Wildlife copes with threat of fire

Officials ask residents to watch out for critters fleeing flames

Express Staff Writer

This flock of Canadian geese took off after a helicopter lifted off as part of the ongoing Castle Rock Fire suppression effort. Photo by Willy Cook

Humans aren't the only ones impacted by large wildfires.

Since the Castle Rock Fire began, wild critters large to small have become refugees in much the same way the upright, two-legged kind of critters have been forced out of their homes and compelled to seek shelter with friends, family and generous strangers.

One visible sign of this major animal exodus can been seen along Wood River Valley roadsides, including on state Highway 75, the major arterial connecting valley communities north to south.

Hailey resident Carol Brown, an employee of the Sawtooth National Forest and more recently a fire information officer for the Castle Rock Fire, has witnessed this mass migration first hand.

Leaving home bright and early to drive north from Hailey to Ketchum on Highway 75 in recent days, Brown has seen about every imaginable species of wildlife native to the Smoky Mountains region, which the Castle Rock Fire covers.

Talking by phone Thursday, Brown said she's seen deer, badgers, black bears and many other animals crowding the dangerous roadsides along the busy highway.

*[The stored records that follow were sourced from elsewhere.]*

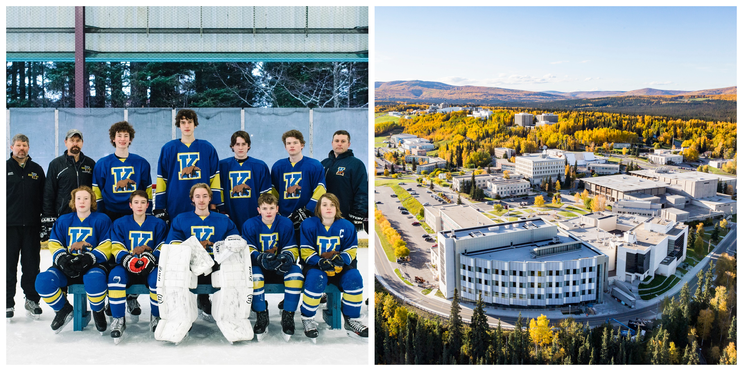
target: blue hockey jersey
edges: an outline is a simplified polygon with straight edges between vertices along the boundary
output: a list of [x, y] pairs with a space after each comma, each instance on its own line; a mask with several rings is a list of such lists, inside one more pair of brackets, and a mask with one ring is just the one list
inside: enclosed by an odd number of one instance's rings
[[224, 203], [219, 209], [226, 211], [236, 226], [258, 215], [258, 197], [271, 190], [268, 165], [250, 157], [242, 163], [230, 157], [219, 161], [219, 174]]
[[281, 159], [271, 167], [271, 183], [282, 215], [288, 217], [302, 207], [314, 213], [317, 200], [325, 193], [325, 169], [319, 161], [307, 156], [293, 163]]
[[158, 160], [155, 209], [164, 209], [171, 219], [194, 211], [189, 192], [196, 183], [207, 183], [212, 188], [210, 203], [221, 203], [218, 162], [217, 150], [206, 140], [184, 144], [181, 139], [173, 139], [166, 143]]
[[120, 159], [111, 154], [98, 160], [93, 168], [93, 191], [98, 203], [98, 212], [103, 210], [120, 214], [130, 214], [129, 196], [141, 189], [147, 192], [152, 211], [152, 178], [149, 175], [149, 162], [144, 157], [129, 154]]
[[250, 249], [250, 260], [253, 265], [258, 255], [276, 248], [276, 254], [288, 250], [294, 255], [294, 260], [299, 259], [299, 249], [294, 240], [294, 226], [286, 217], [276, 215], [273, 223], [264, 224], [261, 216], [251, 217], [242, 225], [242, 237], [247, 241]]
[[305, 219], [299, 226], [302, 259], [310, 266], [317, 266], [320, 254], [341, 252], [347, 265], [356, 260], [356, 227], [345, 219], [339, 219], [326, 227], [318, 217]]
[[167, 233], [168, 225], [155, 215], [145, 215], [142, 225], [134, 221], [134, 215], [120, 217], [111, 226], [111, 254], [120, 263], [135, 247], [147, 246], [159, 259], [160, 246], [165, 243]]
[[[195, 212], [188, 211], [179, 214], [170, 222], [170, 232], [165, 243], [178, 244], [196, 236], [199, 241], [208, 240], [213, 243], [231, 234], [239, 235], [240, 232], [227, 215], [210, 211], [208, 217], [200, 217]], [[207, 251], [210, 255], [214, 255], [211, 247]]]
[[[91, 212], [88, 217], [77, 217], [77, 212], [71, 212], [59, 216], [54, 222], [54, 226], [49, 235], [49, 251], [51, 260], [54, 261], [56, 255], [66, 251], [77, 255], [92, 252], [96, 257], [96, 263], [104, 263], [111, 257], [111, 239], [108, 238], [111, 219], [100, 212]], [[91, 246], [83, 246], [82, 250], [70, 251], [70, 246], [76, 242], [85, 241]]]

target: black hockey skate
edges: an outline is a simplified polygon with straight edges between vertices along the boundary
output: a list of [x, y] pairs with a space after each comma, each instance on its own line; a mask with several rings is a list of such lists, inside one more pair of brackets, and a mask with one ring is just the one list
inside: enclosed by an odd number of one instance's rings
[[108, 324], [106, 321], [106, 313], [103, 312], [103, 309], [93, 312], [93, 322], [95, 322], [95, 328], [100, 332], [100, 335], [106, 335], [106, 330], [108, 329]]
[[284, 340], [289, 341], [294, 335], [294, 312], [282, 310], [281, 312], [281, 329], [284, 332]]
[[118, 345], [122, 340], [124, 340], [126, 329], [126, 319], [125, 318], [114, 318], [111, 323], [111, 337], [114, 338], [114, 345]]
[[138, 295], [126, 295], [126, 312], [132, 315], [132, 323], [139, 322], [139, 316], [142, 314], [142, 309], [139, 306], [139, 301], [137, 301]]
[[256, 312], [256, 325], [253, 326], [253, 333], [256, 340], [263, 341], [263, 338], [268, 333], [268, 309], [263, 312]]
[[308, 318], [302, 316], [302, 324], [305, 326], [305, 336], [307, 336], [313, 343], [317, 343], [317, 322], [314, 318]]
[[23, 306], [26, 309], [26, 317], [38, 320], [42, 315], [42, 307], [39, 306], [39, 303], [26, 299], [26, 303]]
[[215, 323], [212, 317], [212, 301], [209, 299], [209, 294], [199, 294], [196, 296], [196, 303], [198, 306], [198, 315], [204, 321]]
[[150, 332], [155, 332], [155, 330], [158, 328], [158, 324], [160, 322], [160, 317], [155, 317], [152, 314], [149, 315], [149, 331]]
[[361, 319], [361, 317], [351, 318], [343, 315], [343, 327], [345, 328], [345, 335], [348, 335], [349, 338], [368, 343], [369, 341], [369, 329], [361, 323], [360, 321]]
[[65, 326], [72, 320], [72, 306], [65, 301], [65, 306], [62, 306], [56, 313], [54, 319], [51, 321], [51, 329], [54, 330], [55, 334], [59, 334], [62, 329], [64, 329]]

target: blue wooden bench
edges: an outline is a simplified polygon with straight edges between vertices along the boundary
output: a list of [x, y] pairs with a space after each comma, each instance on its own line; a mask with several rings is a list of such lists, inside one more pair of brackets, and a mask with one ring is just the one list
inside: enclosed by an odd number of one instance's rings
[[[263, 287], [266, 294], [284, 293], [284, 285], [280, 283], [266, 283]], [[213, 294], [218, 289], [212, 287], [212, 285], [198, 285], [195, 289], [191, 289], [191, 292], [194, 294]], [[72, 303], [74, 308], [73, 330], [82, 331], [82, 329], [88, 326], [91, 321], [91, 312], [88, 310], [88, 296], [85, 294], [85, 288], [82, 284], [70, 285], [68, 292], [74, 295]], [[341, 292], [335, 285], [328, 283], [325, 292], [328, 294], [328, 309], [322, 310], [322, 319], [330, 326], [331, 329], [340, 329], [343, 326], [343, 315], [340, 312]], [[132, 285], [126, 289], [126, 293], [149, 296], [149, 289], [145, 285]]]

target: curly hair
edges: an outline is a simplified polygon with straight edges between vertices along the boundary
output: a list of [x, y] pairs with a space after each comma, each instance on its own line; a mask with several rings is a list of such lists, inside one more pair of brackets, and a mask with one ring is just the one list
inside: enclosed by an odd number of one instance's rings
[[305, 145], [305, 136], [302, 135], [302, 131], [296, 129], [291, 129], [289, 131], [284, 133], [284, 135], [281, 136], [281, 141], [286, 145], [286, 139], [290, 137], [298, 139], [299, 142], [302, 143], [302, 145]]
[[111, 138], [111, 145], [116, 147], [114, 139], [116, 139], [116, 133], [129, 133], [129, 144], [134, 139], [134, 128], [132, 125], [126, 121], [120, 121], [108, 128], [108, 137]]
[[324, 193], [320, 196], [320, 198], [317, 199], [317, 204], [315, 205], [315, 215], [322, 219], [322, 214], [320, 212], [320, 204], [322, 203], [323, 198], [327, 198], [335, 206], [335, 220], [343, 219], [343, 215], [340, 213], [340, 201], [338, 200], [338, 197], [335, 194], [331, 193]]
[[181, 120], [184, 119], [192, 119], [193, 120], [193, 127], [195, 128], [195, 127], [198, 126], [198, 116], [196, 116], [196, 111], [195, 111], [184, 109], [184, 110], [181, 110], [181, 111], [178, 111], [178, 114], [175, 114], [175, 127], [176, 128], [180, 128], [181, 127]]
[[96, 202], [95, 192], [94, 192], [93, 190], [90, 187], [88, 187], [88, 186], [81, 186], [80, 187], [76, 188], [75, 189], [73, 189], [72, 191], [70, 192], [70, 203], [68, 203], [67, 206], [70, 206], [70, 209], [71, 209], [73, 211], [77, 211], [77, 210], [75, 209], [75, 194], [77, 193], [77, 192], [79, 192], [79, 191], [86, 191], [86, 192], [88, 192], [88, 193], [90, 194], [90, 195], [91, 195], [91, 211], [94, 211], [97, 210], [98, 209], [98, 203]]

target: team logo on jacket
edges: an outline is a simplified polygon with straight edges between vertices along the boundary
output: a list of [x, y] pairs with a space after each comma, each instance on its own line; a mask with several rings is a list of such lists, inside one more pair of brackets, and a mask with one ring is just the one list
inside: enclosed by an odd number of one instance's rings
[[258, 237], [261, 240], [261, 251], [265, 252], [267, 250], [270, 250], [276, 247], [276, 243], [279, 242], [279, 234], [278, 233], [269, 233], [269, 234], [260, 234]]
[[206, 241], [214, 235], [214, 227], [209, 226], [194, 226], [191, 227], [191, 234], [200, 241]]
[[302, 187], [299, 186], [299, 181], [302, 180], [302, 171], [293, 173], [284, 173], [284, 199], [299, 198]]
[[250, 198], [250, 186], [246, 184], [252, 177], [252, 171], [230, 171], [230, 198]]
[[[147, 243], [152, 240], [152, 232], [146, 231], [129, 231], [129, 251], [134, 251], [135, 247], [149, 246]], [[152, 247], [152, 246], [150, 246]]]
[[111, 168], [111, 174], [114, 176], [114, 193], [133, 192], [137, 190], [137, 183], [129, 179], [134, 174], [132, 166], [120, 166]]
[[198, 152], [178, 153], [178, 180], [201, 179], [201, 169], [196, 166]]
[[320, 248], [320, 254], [336, 251], [336, 247], [338, 245], [340, 245], [340, 236], [317, 236], [317, 246]]

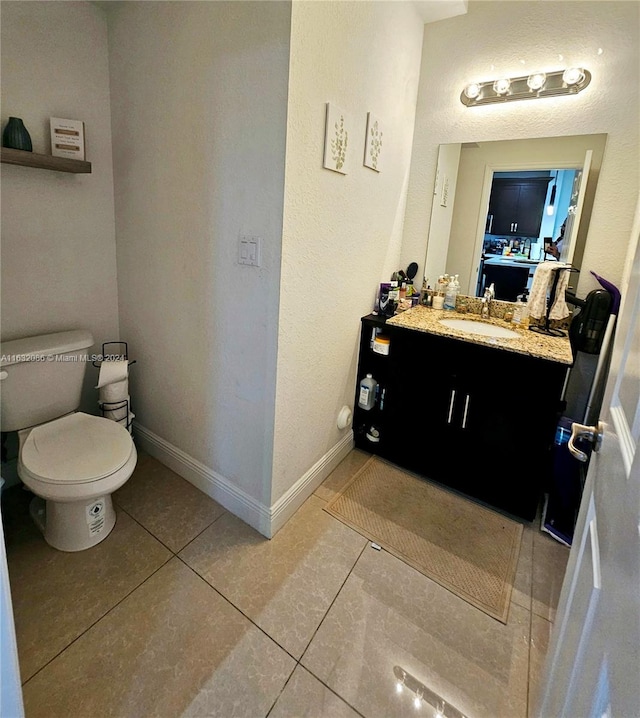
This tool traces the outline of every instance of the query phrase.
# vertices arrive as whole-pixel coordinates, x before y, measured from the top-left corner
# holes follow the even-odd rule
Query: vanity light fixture
[[[508,78],[503,78],[502,80],[496,80],[493,83],[493,91],[496,93],[496,95],[506,95],[507,92],[509,92],[509,88],[511,87],[511,80]]]
[[[566,70],[546,73],[533,72],[524,77],[472,82],[460,94],[460,102],[467,107],[475,107],[508,100],[576,95],[590,82],[591,73],[582,67],[569,67]]]

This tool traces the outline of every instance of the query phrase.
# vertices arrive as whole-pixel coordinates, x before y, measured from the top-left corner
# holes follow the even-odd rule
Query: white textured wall
[[[269,503],[290,5],[109,9],[122,337],[137,420]],[[237,264],[238,234],[263,238]]]
[[[360,317],[400,268],[423,31],[409,2],[295,2],[291,25],[272,503],[344,435]],[[347,175],[322,168],[326,102],[352,119]],[[362,165],[368,111],[380,173]]]
[[[117,340],[107,27],[83,2],[3,2],[2,127],[24,120],[51,153],[49,118],[85,123],[91,174],[2,165],[2,338],[89,329]],[[95,412],[96,372],[83,408]]]
[[[425,255],[439,144],[607,133],[579,291],[598,286],[590,269],[621,283],[638,197],[639,8],[637,2],[472,0],[466,15],[425,25],[405,260]],[[593,74],[575,97],[475,108],[459,100],[472,80],[570,65]]]

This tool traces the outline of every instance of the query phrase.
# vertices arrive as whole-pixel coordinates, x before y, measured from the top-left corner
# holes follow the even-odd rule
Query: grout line
[[[306,671],[310,676],[312,676],[316,681],[318,681],[318,683],[322,684],[329,692],[333,693],[333,695],[336,696],[340,701],[342,701],[345,705],[349,706],[349,708],[351,708],[351,710],[352,710],[356,715],[359,715],[361,718],[366,718],[365,715],[364,715],[364,713],[361,713],[357,708],[354,708],[354,707],[351,705],[351,703],[349,703],[349,701],[345,700],[345,698],[344,698],[343,696],[341,696],[337,691],[335,691],[333,688],[331,688],[331,686],[327,685],[321,678],[318,678],[318,676],[316,676],[316,674],[315,674],[313,671],[309,670],[306,666],[303,666],[302,663],[300,663],[299,661],[298,661],[298,663],[296,664],[296,666],[294,667],[293,671],[291,671],[291,676],[293,676],[293,674],[295,673],[296,668],[298,668],[298,667],[299,667],[301,670]],[[286,680],[284,686],[282,686],[282,690],[280,691],[280,694],[278,695],[278,697],[277,697],[277,698],[275,699],[275,701],[273,702],[273,705],[271,706],[271,708],[269,708],[269,712],[266,714],[265,718],[269,718],[269,715],[270,715],[271,711],[274,709],[276,703],[277,703],[278,700],[280,699],[280,696],[284,693],[284,689],[285,689],[285,688],[287,687],[287,685],[289,684],[289,681],[291,680],[291,676],[289,676],[289,678],[287,678],[287,680]]]
[[[303,650],[302,653],[300,654],[300,661],[302,661],[302,659],[304,658],[305,653],[309,650],[309,646],[311,645],[313,639],[316,637],[316,634],[317,634],[318,631],[320,630],[320,626],[322,626],[322,624],[324,623],[325,618],[327,617],[327,614],[328,614],[329,611],[333,608],[333,604],[338,600],[338,596],[339,596],[340,593],[342,592],[342,589],[344,588],[345,583],[349,580],[349,577],[350,577],[351,574],[353,573],[353,569],[356,567],[356,564],[357,564],[358,561],[361,559],[362,554],[365,552],[365,549],[366,549],[367,547],[369,547],[369,546],[371,546],[371,541],[367,540],[366,543],[365,543],[365,545],[362,547],[362,550],[361,550],[360,553],[358,554],[358,557],[356,558],[356,560],[353,562],[353,565],[352,565],[351,568],[349,569],[349,572],[347,573],[347,575],[346,575],[344,581],[340,584],[340,588],[337,590],[336,595],[333,597],[333,601],[331,601],[331,603],[329,604],[327,610],[324,612],[324,616],[323,616],[322,619],[320,620],[320,623],[318,624],[316,630],[313,632],[313,635],[311,636],[311,638],[310,638],[309,641],[307,642],[307,645],[305,646],[304,650]]]
[[[293,677],[293,674],[296,672],[296,668],[297,668],[299,665],[300,665],[299,661],[296,661],[296,665],[291,669],[291,673],[289,674],[289,677],[287,678],[287,680],[284,682],[284,685],[283,685],[282,688],[280,689],[280,693],[278,693],[278,695],[276,696],[275,700],[274,700],[273,703],[271,704],[271,708],[269,708],[269,710],[266,712],[265,718],[269,718],[269,715],[270,715],[271,711],[275,708],[276,703],[280,700],[280,696],[284,693],[284,689],[289,685],[289,681],[290,681],[291,678]]]
[[[27,680],[22,683],[22,687],[24,688],[24,687],[27,685],[27,683],[29,683],[29,681],[33,680],[33,679],[38,675],[38,673],[40,673],[41,671],[43,671],[50,663],[52,663],[53,661],[55,661],[56,658],[58,658],[58,656],[62,655],[62,654],[63,654],[68,648],[70,648],[78,639],[80,639],[82,636],[84,636],[84,634],[87,633],[87,631],[90,631],[96,624],[100,623],[100,621],[102,621],[103,618],[106,618],[106,617],[107,617],[115,608],[117,608],[123,601],[126,601],[126,599],[129,598],[129,596],[130,596],[132,593],[134,593],[134,591],[137,591],[141,586],[143,586],[152,576],[154,576],[156,573],[158,573],[158,571],[159,571],[161,568],[163,568],[164,566],[166,566],[166,565],[169,563],[169,561],[171,561],[173,558],[175,558],[173,555],[169,556],[166,561],[163,561],[162,564],[160,564],[160,566],[158,566],[158,568],[154,569],[141,583],[139,583],[137,586],[135,586],[134,588],[132,588],[131,591],[129,591],[129,593],[127,593],[127,594],[124,595],[119,601],[117,601],[116,603],[114,603],[113,606],[111,606],[109,609],[107,609],[107,611],[105,611],[105,613],[103,613],[99,618],[97,618],[91,625],[87,626],[87,628],[85,628],[81,633],[79,633],[72,641],[70,641],[69,643],[67,643],[67,645],[66,645],[63,649],[61,649],[60,651],[58,651],[58,653],[56,653],[55,656],[53,656],[53,657],[50,658],[45,664],[43,664],[42,666],[40,666],[40,668],[38,668],[38,670],[37,670],[35,673],[33,673],[31,676],[29,676],[29,678],[27,678]]]
[[[200,536],[202,536],[202,534],[203,534],[205,531],[207,531],[207,529],[210,529],[210,528],[213,526],[213,524],[215,524],[219,519],[221,519],[225,514],[228,514],[228,513],[229,513],[229,511],[227,511],[226,509],[223,509],[223,510],[222,510],[222,513],[221,513],[219,516],[216,516],[215,519],[213,519],[213,521],[212,521],[210,524],[208,524],[207,526],[205,526],[205,527],[202,529],[202,531],[199,531],[192,539],[189,539],[189,540],[187,541],[187,543],[186,543],[181,549],[179,549],[179,550],[176,552],[176,556],[178,556],[178,554],[179,554],[181,551],[184,551],[184,550],[187,548],[187,546],[191,545],[197,538],[199,538]],[[233,515],[233,514],[231,514],[231,515]]]
[[[190,571],[193,571],[193,573],[195,573],[195,575],[196,575],[199,579],[201,579],[202,581],[204,581],[204,582],[207,584],[207,586],[208,586],[212,591],[215,591],[215,592],[216,592],[221,598],[223,598],[233,609],[235,609],[236,611],[238,611],[238,613],[241,613],[241,614],[247,619],[247,621],[249,621],[250,623],[252,623],[261,633],[264,633],[264,635],[265,635],[270,641],[273,641],[273,642],[276,644],[276,646],[278,646],[278,648],[281,648],[290,658],[292,658],[292,659],[296,662],[296,664],[299,663],[299,660],[298,660],[287,648],[285,648],[283,645],[281,645],[273,636],[270,636],[270,635],[264,630],[264,628],[262,628],[262,626],[259,626],[259,625],[251,618],[251,616],[248,616],[241,608],[239,608],[238,606],[236,606],[235,603],[234,603],[228,596],[225,596],[224,593],[222,593],[222,591],[221,591],[219,588],[216,588],[216,587],[213,586],[211,583],[209,583],[209,581],[207,581],[207,579],[206,579],[201,573],[198,573],[198,571],[196,571],[196,569],[193,568],[193,566],[190,566],[190,565],[182,558],[182,556],[176,556],[176,558],[177,558],[179,561],[182,561],[182,563],[183,563]]]

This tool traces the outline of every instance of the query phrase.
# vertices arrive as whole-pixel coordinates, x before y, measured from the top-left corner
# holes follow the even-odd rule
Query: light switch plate
[[[238,236],[238,264],[262,266],[262,237]]]

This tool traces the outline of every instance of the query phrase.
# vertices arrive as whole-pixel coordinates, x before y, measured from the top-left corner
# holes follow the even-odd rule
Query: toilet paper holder
[[[107,347],[110,344],[117,344],[121,347],[124,347],[124,352],[120,351],[120,352],[107,353]],[[127,361],[129,361],[129,345],[127,344],[127,342],[104,342],[102,344],[102,353],[100,354],[100,359],[95,359],[91,363],[93,364],[93,366],[96,369],[99,369],[100,364],[103,361],[105,361],[105,360],[109,361],[109,360],[114,360],[114,359],[126,359]],[[137,361],[136,359],[134,359],[133,361],[130,361],[129,366],[131,366],[132,364],[135,364],[136,361]]]
[[[116,346],[119,349],[108,350],[110,346]],[[99,369],[103,361],[126,361],[127,366],[131,366],[136,363],[133,359],[129,361],[129,345],[127,342],[104,342],[102,344],[102,354],[98,360],[92,362],[93,366]],[[118,399],[117,401],[99,401],[98,406],[102,412],[102,416],[113,421],[123,424],[125,428],[131,433],[133,419],[135,414],[131,411],[131,403],[129,398]]]

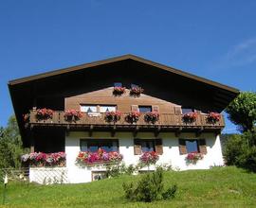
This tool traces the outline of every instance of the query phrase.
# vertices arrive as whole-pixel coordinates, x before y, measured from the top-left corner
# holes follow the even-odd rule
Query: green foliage
[[[253,132],[229,136],[224,149],[226,164],[256,172],[256,147],[251,146],[255,140]]]
[[[20,167],[20,156],[26,150],[27,151],[22,147],[16,118],[12,115],[7,128],[0,129],[0,168]]]
[[[157,168],[154,173],[147,173],[135,185],[123,183],[125,198],[133,201],[151,202],[156,199],[168,199],[174,198],[177,187],[174,185],[164,192],[163,170]]]
[[[256,123],[256,94],[241,93],[226,109],[229,118],[242,132],[253,131]]]
[[[9,182],[4,207],[256,207],[256,174],[235,166],[164,172],[166,189],[173,182],[178,185],[174,199],[152,203],[127,200],[123,197],[122,183],[137,184],[142,176],[122,175],[81,184],[38,185]],[[3,186],[0,196],[3,196]]]

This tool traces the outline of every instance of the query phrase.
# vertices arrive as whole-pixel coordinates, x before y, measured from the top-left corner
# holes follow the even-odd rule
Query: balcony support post
[[[179,137],[181,131],[182,131],[182,127],[179,127],[178,129],[176,129],[176,130],[175,130],[175,136],[176,136],[176,137]]]
[[[135,128],[135,130],[134,130],[134,132],[133,132],[134,137],[137,136],[138,130],[139,130],[139,127],[138,127],[138,126],[136,126],[136,128]]]

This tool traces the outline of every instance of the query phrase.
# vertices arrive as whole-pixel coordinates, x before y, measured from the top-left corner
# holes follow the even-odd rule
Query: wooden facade
[[[113,95],[115,82],[127,88],[126,94]],[[129,95],[131,84],[137,84],[145,92],[140,96]],[[77,130],[181,131],[219,133],[224,128],[219,122],[207,122],[207,112],[222,112],[239,91],[180,70],[144,59],[125,55],[9,81],[9,88],[25,147],[34,144],[39,134],[47,136],[47,130],[58,129],[58,141],[64,140],[64,132]],[[121,113],[120,120],[108,123],[104,113],[91,116],[83,113],[76,122],[64,118],[64,111],[80,110],[82,105],[114,105]],[[127,123],[125,116],[139,106],[151,106],[159,113],[159,120],[149,124],[142,113],[137,124]],[[54,111],[52,119],[38,120],[33,109]],[[98,107],[99,108],[99,107]],[[196,120],[191,124],[182,119],[182,108],[196,110]],[[23,114],[30,113],[28,123]],[[56,130],[57,131],[57,130]],[[57,135],[58,134],[58,135]],[[159,145],[160,146],[160,145]]]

It's a recipe for disaster that inevitably puts critters on the losing end.

"They're all stressed, and they're compressed into smaller areas," Brown said. "We've seen more wildlife killed on the highways this year."

She said local wildlife were already dealing with a significant level of stress prior to the fire because of the extreme drought pervading the entire Central Idaho region. Drought sends animals into the low elevation country and thus into the backyards of people, onto highways and generally into areas they shouldn't be in and that are dangerous for them, she said.

"Throw in fire, and that pushes them even farther," Brown said. "We're getting so much wildlife coming down."

So, how should drivers act while the Castle Rock Fire continues to burn, sending wildlife into areas they normally aren't seen?

Slow down, Brown said. Smoky conditions, especially in the early morning hours, make spotting wild animals hard, she said.

Firefighters are especially impacted by the movements of stressed wildlife during wildfires, Brown said.

In the past week, local Idaho Department of Fish and Game wardens have had to trap and transplant at least one male black bear, and possibly even one more, she said. The bears have been continually seen in the vicinity of the large tent city south of the Castle Rock Fire incident command post on the Reinheimer Ranch in south Ketchum.

On Wednesday night, a bear actually thrashed four unoccupied tents that firefighters placed right along the Big Wood River just west of the tent city, Brown said. In light of the incident, fire officials have asked firefighters to not set up their tents next to riparian areas.

In the long term, perhaps within three to five years, wildlife may actually benefit from the Castle Rock Fire, said Randy Smith, wildlife manager for Fish and Game's Magic Valley Region.

"A lot of it will work to improve wildlife habitat," Smith said.

Eventually, areas that didn't support much undergrowth before the fire—especially heavily timbered areas—will burst back with lush forage, he said. Aspen groves, which are highly valued wildlife areas, benefit from the disturbance created by fire.

In the short-term, though, wildlife like deer and elk may have a tough go of it, especially this winter as they find much less forage, Smith said. One prime example of this is includes south-facing slopes in the lower Warm Springs Creek drainage that have been burned by the fire.

It's an area that is heavily used by wintering elk.

"The severity of this winter will largely dictate what the losses are," Smith said.